Mamma e figlia realizzano un sogno e aprono il primo ristorante in Italia dove i camerieri parlano la lingua dei segni: One Sense

Valeria Olivotti è una ragazza di 29 anni che all’età di 3 anni ha perso l’udito. Il suo sogno era aprire un ristorante dove si parlasse la lingua dei segni (Lis) ed è riuscita a realizzarlo insieme alla madre.

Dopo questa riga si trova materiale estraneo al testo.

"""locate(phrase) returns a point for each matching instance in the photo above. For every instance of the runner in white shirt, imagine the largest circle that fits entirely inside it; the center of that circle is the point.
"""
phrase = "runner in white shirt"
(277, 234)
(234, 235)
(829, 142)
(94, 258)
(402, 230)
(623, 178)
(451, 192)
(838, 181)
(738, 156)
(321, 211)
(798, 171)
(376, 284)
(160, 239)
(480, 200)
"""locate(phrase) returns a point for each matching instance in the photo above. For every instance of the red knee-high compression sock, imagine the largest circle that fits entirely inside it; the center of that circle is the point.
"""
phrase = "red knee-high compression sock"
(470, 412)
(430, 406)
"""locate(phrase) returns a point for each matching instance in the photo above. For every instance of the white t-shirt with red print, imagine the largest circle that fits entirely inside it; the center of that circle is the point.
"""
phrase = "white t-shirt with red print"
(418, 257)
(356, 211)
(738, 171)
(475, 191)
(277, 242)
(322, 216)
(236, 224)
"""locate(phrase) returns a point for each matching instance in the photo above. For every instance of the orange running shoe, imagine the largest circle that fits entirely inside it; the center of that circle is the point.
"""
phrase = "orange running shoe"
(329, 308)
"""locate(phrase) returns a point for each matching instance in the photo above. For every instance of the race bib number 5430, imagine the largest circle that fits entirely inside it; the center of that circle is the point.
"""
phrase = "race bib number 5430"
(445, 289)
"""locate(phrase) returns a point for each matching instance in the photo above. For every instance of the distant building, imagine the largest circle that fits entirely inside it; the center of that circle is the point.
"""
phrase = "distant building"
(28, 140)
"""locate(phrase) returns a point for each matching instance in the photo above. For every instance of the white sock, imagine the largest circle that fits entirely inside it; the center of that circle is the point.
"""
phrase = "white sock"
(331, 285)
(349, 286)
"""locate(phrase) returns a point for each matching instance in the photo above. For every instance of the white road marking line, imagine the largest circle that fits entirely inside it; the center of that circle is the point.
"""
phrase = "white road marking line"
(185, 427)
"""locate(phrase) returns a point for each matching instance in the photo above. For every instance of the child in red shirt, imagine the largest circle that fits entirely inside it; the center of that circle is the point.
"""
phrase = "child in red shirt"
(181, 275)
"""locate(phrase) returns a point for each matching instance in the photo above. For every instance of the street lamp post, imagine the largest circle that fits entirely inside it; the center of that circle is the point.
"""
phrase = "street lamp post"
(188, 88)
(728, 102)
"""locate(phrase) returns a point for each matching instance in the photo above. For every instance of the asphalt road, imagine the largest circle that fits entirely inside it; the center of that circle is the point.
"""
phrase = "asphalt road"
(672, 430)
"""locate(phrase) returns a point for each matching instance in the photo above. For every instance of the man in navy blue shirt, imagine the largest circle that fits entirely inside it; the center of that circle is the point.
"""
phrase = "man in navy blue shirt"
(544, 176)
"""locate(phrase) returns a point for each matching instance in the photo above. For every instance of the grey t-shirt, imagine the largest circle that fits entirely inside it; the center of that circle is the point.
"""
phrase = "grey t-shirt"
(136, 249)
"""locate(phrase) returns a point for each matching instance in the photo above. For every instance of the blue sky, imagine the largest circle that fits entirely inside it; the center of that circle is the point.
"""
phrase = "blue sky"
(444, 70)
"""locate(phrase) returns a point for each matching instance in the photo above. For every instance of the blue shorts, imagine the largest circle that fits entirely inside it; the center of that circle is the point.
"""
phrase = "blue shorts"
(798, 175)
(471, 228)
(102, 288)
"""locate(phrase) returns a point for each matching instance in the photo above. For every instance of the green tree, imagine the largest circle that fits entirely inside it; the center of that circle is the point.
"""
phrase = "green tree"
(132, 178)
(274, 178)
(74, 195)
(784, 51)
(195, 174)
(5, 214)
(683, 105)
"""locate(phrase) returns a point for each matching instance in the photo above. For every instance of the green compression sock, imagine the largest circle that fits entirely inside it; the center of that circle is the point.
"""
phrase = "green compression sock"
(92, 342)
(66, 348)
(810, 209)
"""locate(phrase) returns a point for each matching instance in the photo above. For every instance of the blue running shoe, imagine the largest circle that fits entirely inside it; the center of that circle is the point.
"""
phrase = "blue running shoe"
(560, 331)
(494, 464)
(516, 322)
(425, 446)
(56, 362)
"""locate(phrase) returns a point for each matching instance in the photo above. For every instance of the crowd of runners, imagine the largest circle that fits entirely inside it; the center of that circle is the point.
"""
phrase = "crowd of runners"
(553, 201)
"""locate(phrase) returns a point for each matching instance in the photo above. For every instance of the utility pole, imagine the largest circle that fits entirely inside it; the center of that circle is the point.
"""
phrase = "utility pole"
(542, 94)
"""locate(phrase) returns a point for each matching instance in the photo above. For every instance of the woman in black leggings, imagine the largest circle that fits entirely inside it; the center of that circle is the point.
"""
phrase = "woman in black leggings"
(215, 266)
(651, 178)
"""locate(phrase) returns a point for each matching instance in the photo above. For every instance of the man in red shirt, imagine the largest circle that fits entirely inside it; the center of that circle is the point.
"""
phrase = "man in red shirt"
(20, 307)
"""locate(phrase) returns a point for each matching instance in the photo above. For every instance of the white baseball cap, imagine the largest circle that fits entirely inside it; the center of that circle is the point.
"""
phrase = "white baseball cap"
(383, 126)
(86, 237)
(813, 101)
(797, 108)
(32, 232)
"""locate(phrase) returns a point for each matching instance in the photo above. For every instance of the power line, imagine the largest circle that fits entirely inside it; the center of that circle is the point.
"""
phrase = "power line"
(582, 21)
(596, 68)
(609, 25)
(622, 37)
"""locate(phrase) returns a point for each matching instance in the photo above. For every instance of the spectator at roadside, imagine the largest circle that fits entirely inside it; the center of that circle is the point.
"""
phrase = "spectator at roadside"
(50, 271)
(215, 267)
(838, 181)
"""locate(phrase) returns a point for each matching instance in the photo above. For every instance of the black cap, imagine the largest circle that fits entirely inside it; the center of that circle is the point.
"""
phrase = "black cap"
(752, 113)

“Ho avuto una vita tutta in salita come del resto accade a tutte le persone sorde che vivono in un mondo dove vige ancora il pregiudizio che noi sordi, con la nostra ‘disabilità’ invisibile, non siamo in grado di condurre una vita normale.”

Il nome del locale “One Sense” nasce dalla volontà di Valeria di creare un luogo in cui tutti i sensi parlino un linguaggio universale.

Spesso per le persone non udenti diventa complicato anche solo uscire per andare al ristorante perché quasi nessuno parla la Lis.

In Italia sono oltre 40.000 le persone non udenti (dati Inps) e le agevolazioni per loro sono pochissime, come se fosse considerata una disabilità di poco conto. Ma Valeria non si è arresa e la sua disabilità non l’ha fermata.

“Non ho mai voluto arrendermi. Ho incontrato una montagna insormontabile quando ho provato ad inserirmi nel mondo del lavoro.” continua Valeria.

“Grazie al sostegno straordinario di mia madre, ho deciso di realizzare un progetto di ristorazione che non avevo mai visto in giro per il mondo.”

One Sense: cura davvero tutti i sensi

Nel locale One Sense troviamo camerieri udenti insieme a camerieri che parlano la lingua dei segni, ma non solo.

Infatti la scelta delle materie prime è molto curata: i prodotti provengono per la quasi totalità da aziende biologiche e solidali.

Per sensibilizzare la clientela nel ristorante, Valeria ha creato una libreria con molti volumi che trattano il tema del mutismo.

Una delle pareti si può trasformare in un palco dove vengono organizzati corsi di cucina, ma anche proiezione di film muti e spettacoli di danza silenziosa.

Valeria ha decisamente vinto la sua sfida: grazie al cibo è riuscita a far sì che il mondo dei non udenti si integrasse con quello degli udenti, riservando non poche sorprese.